Le nom du malware, Shibai, fait référence à la cryptomonnaie Shiba Inu (SHIB). Un détail révélateur, qui laisse entendre que les auteurs de cette attaque sont familiers du jargon et des mécanismes du monde crypto, et savent en exploiter les failles.

Face à cette menace, les recommandations classiques (éviter les téléchargements suspects, mettre à jour son antivirus, ne pas cliquer sur des liens inconnus) semblent insuffisantes. Le mal est ici plus profond : il est intégré directement dans l’appareil avant même sa première utilisation. Cela pose une question délicate de responsabilité. Qui doit protéger le consommateur ? Les fabricants ? Les distributeurs ? Les plateformes d’e-commerce ? Ou le consommateur lui même, toujours avide de « petit prix » sans réfléchir au danger qui peut se cacher derrière la bonne affaire !

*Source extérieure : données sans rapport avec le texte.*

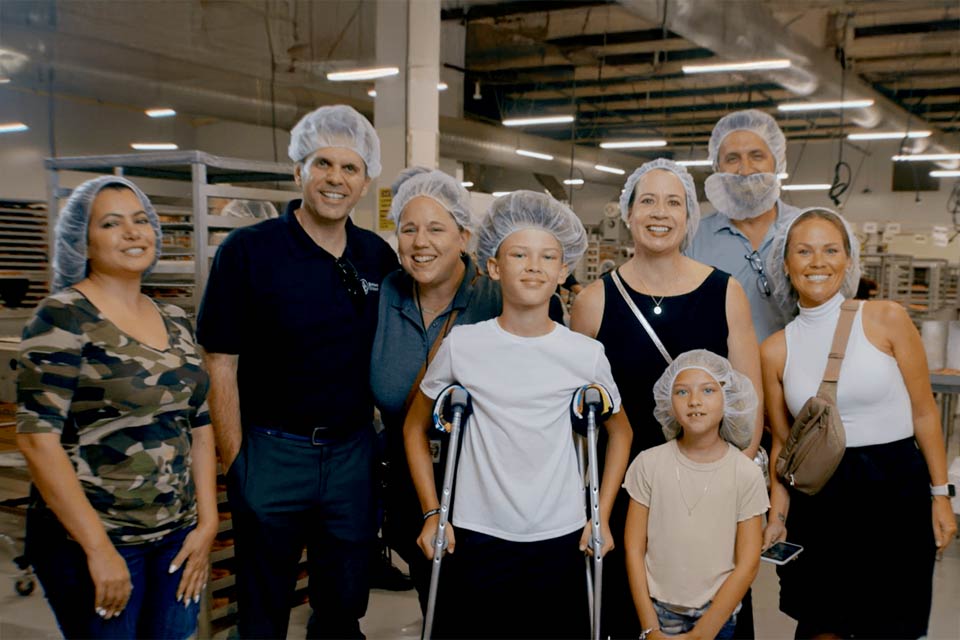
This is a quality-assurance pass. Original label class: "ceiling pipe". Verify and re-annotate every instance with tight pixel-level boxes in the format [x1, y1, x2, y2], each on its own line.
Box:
[620, 0, 947, 160]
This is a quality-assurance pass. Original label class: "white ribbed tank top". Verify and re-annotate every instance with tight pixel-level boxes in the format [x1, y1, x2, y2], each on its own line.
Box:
[783, 293, 913, 447]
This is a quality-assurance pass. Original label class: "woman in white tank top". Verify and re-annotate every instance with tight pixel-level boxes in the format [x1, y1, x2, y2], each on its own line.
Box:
[761, 209, 957, 638]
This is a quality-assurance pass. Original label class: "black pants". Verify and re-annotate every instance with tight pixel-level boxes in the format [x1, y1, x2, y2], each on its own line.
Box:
[227, 427, 376, 638]
[434, 529, 590, 638]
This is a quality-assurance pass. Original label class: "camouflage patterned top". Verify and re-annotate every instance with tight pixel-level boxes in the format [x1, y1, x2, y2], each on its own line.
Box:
[17, 289, 210, 544]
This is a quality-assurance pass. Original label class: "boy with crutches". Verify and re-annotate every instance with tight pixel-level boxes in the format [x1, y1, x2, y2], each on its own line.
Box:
[404, 191, 631, 638]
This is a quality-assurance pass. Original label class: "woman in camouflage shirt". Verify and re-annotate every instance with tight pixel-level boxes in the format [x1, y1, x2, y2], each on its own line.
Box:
[17, 176, 218, 638]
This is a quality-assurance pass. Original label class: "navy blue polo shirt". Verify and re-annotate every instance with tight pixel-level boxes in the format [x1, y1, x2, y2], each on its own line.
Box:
[197, 200, 399, 436]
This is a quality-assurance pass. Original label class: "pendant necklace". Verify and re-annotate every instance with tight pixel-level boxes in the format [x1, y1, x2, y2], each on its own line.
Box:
[674, 461, 717, 516]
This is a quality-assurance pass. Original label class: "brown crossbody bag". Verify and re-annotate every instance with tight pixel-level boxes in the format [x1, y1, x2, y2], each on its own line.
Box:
[777, 300, 860, 496]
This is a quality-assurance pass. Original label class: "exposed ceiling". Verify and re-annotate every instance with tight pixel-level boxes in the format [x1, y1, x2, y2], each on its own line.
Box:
[0, 0, 960, 172]
[444, 0, 960, 157]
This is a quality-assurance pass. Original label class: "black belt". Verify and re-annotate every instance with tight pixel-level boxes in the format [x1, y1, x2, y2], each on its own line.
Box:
[253, 427, 357, 447]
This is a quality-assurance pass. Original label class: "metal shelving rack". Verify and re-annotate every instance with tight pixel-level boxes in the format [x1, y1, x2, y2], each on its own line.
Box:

Car ces téléphones sont souvent vendus en ligne, sur des sites peu regardants. Entre un S23 Ultra à 900 euros et son imitation à 120 euros, le choix peut sembler tentant. Mais le coût réel, lui, peut se chiffrer en milliers d’euros, une fois les crypto-monnaies dérobées. Les autorités, quant à elles, peinent à réagir efficacement. D’une part parce que les fabricants en cause sont difficiles à identifier. D’autre part, parce que les victimes n’ont parfois même pas conscience d’avoir été trompées.